『やってのける』(ハイディ・グラント・ハルバーソン)(◯)
本書は、目標を達成するための取り組み方について、まとめられた一冊。著者は、社会心理学者で、モチベーションと目標達成分野の第一人者。強い意志力を使わなくても目標が達成できる取り組みの視点について、参考になる内容です。
(印象に残ったところ・・本書より)
◯ゴールを固める(目的地を定める)
・具体的なはっきりとした目標に落とし込まなければ、願望は願望のまま。
・「ベストを尽くせ」は漠然とした言葉。
・「なぜ」を考えるとモチベーションを上げやすくなり、「何」を考えると難しい行動ができる。
・遠い将来のことを計画するときは「なぜ」(抽象)、近い将来のことを計画するときは「何」(具体)。
◯勝ちパターンを掴むには
・「獲得型」は称賛によってモチベーションを高め、困難に直面すると諦めやすくなる。
・「防御型」は批判によってモチベーションを高め、困難に直面しても簡単には諦めない。
・「あったらいい」資質や特徴は獲得型の考え。

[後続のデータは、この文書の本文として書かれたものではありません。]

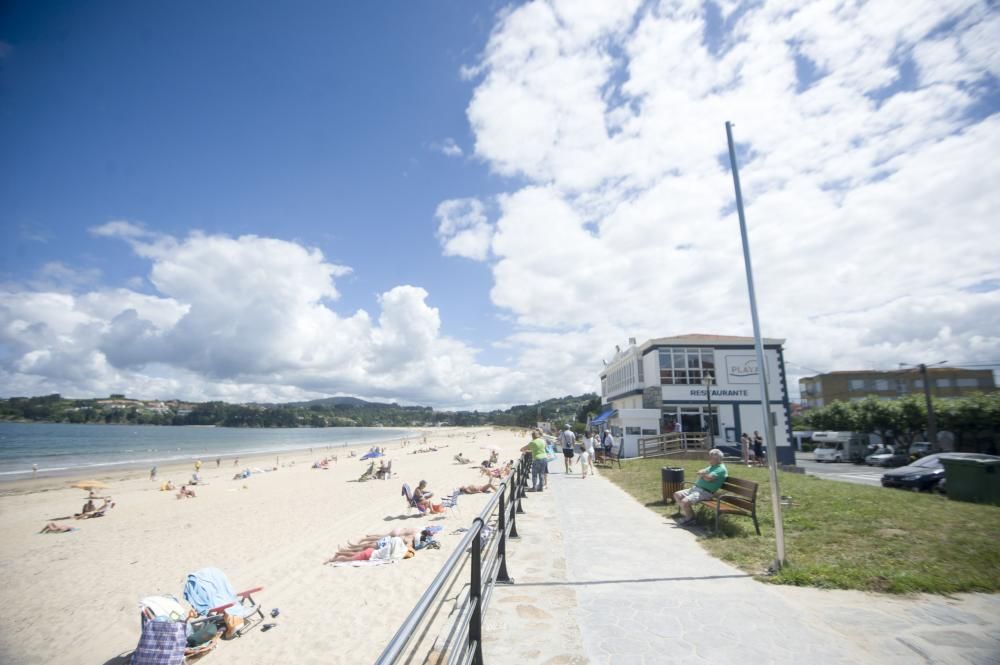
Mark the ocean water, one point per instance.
(63, 449)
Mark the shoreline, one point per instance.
(182, 469)
(114, 470)
(273, 530)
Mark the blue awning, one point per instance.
(604, 416)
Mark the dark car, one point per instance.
(926, 472)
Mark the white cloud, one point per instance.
(449, 148)
(463, 228)
(245, 318)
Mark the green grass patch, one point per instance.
(844, 536)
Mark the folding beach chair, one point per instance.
(410, 502)
(172, 634)
(210, 594)
(451, 502)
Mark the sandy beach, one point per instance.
(73, 597)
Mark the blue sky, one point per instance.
(470, 204)
(315, 125)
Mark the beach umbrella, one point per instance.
(90, 485)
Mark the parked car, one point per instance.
(926, 473)
(881, 456)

「なくてはならない」の方が防御型の考えと関連がある。
・獲得型の目標は究極的には愛情を得るためのもの。防御型の目標を追求するのは、究極的には自分の身を守るため。
・獲得型の人はリスクを好み、防御型の人は警戒を好む。
◯満足をもたらす3つの要素
①関係性:他者と深く結びつき、互いに尊重し合う関係を築きたいという欲求。
②有能感:周囲への影響力を持つことや、それによって何かを得ることに関わりがある。
③自立性:自由に関する欲求。
◯人を動かす科学
①「選択の感覚」を与える
目標と目標への到達手段を選ばせる選択の感覚は意欲を大いに高める
②「契約の力」を活用する
公に誓いを立てることでモチベーションが高まる
③適切な「引き金」を使う
言葉やモノなどが合図(引き金)となって無意識のうちに行動をとる
④「フレーミング」を利用する
習得型(成長を評価)、証明型(他者と比較)、獲得型(何かを得られる)、防御型(何かを失う)。課題を与える際に意識すると良い。
⑤「伝染の力」を使う
誰かが目標を追いかけている姿を目にすることで、強い引き金になる。
◯シンプルな計画を作る
①計画を作る
②「何」をするかを決める
③「時間」と「場所」を決める
④条件型計画を作成する
「〜のときは、〜する」「もし〜であれば〜する」
⑤障害物を明らかにする
◯少ない自制心でも動ける4つの方法
①一旦動き始めた物体はそのまま動き続けようとするという、物理学の法則に似た原則を利用する→「始める前にやめる」「初めから手をつけない」→ポテトチップスを一口食べて残りを我慢するより、最初から食べない。
②「なぜ」という理由を考える
③自制心が多く求められる目標を同時に2つ以上、追い求めようとしない。
④証明型(他者との比較)の思考や目標設定の活用
→適切な報酬を設定することで、動機づけが高まる。
本書を読むと、取り組みには枠組みのような型を知っているか知らないかで、成果も異なれば、プロセス(効率性)も異なってくることを感じます。より短い時間でより高い成果をあげたい。この贅沢なような、机上の理想論のような考えについて、実践の中でコツを掴むことができれば、いわゆる「複利の効果」が働いて、その後の成長速度が加速度的に増していくのだと思います。